A educação contextualizada é inspirada pelo pensamento do pedagogo Paulo Freire e tem como pressuposto a relação de aprendizagem entre educandos, educadores e o os contextos naturais, históricos e culturais que envolvem os agentes da educação. Também faz parte da educação contextualizada a compreensão de que os problemas e a realidade dos educandos possibilitam a articulação dos conhecimentos prévios desses com o conhecimento científico.

O projeto que é realizado através de uma parceria entre a Cáritas Diocesana de Itapipoca e a Secretaria de Educação Básica de Itapipoca teve início em 2018 e tem uma participação média de 560 educadores.

Segurança Alimentar

Uma das preocupações da agroecologia é a Segurança Alimentar e Nutricional, que segunda a Lei nº 11.346, “entende a realização do direito de todos ao acesso regular e permanente a alimentos de qualidade, em quantidade suficiente, sem comprometer o acesso a outras necessidades essenciais, tendo como base práticas alimentares promotoras de saúde que respeitem a diversidade cultural e que sejam ambiental, cultural, econômica e socialmente sustentáveis. ”

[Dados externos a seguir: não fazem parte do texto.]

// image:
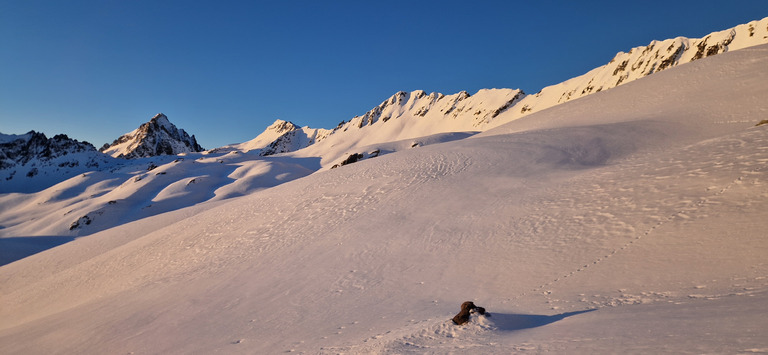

É nesse sentido que a Prefeitura de Sobral, também no norte do Ceará, atua desde 2005 promovendo a Segurança Alimentar e Nutricional através do Restaurante Popular, o primeiro a ser construído no estado, através de uma parceria com o hoje extinto Ministério do Desenvolvimento Social e Combate à Fome (MDS).

Atualmente o restaurante tem capacidade de servir mais de duas mil refeições por dia, divididas entre café da manhã e almoço, tendo, no mínimo, 70% dos insumos in natura ou processados, adquiridos da agricultura familiar através do Programa de Aquisição de Alimentos/Compra Direta Local da Agricultura Familiar (PAA/CDLAF).

Contando com representantes da sociedade civil, o Conselho de Segurança Alimentar e Nutricional de Sobral (Consea) é o órgão responsável por monitorar o funcionamento do restaurante, que oferece refeições a partir de R$ 1 real para a população em situação de vulnerabilidade social.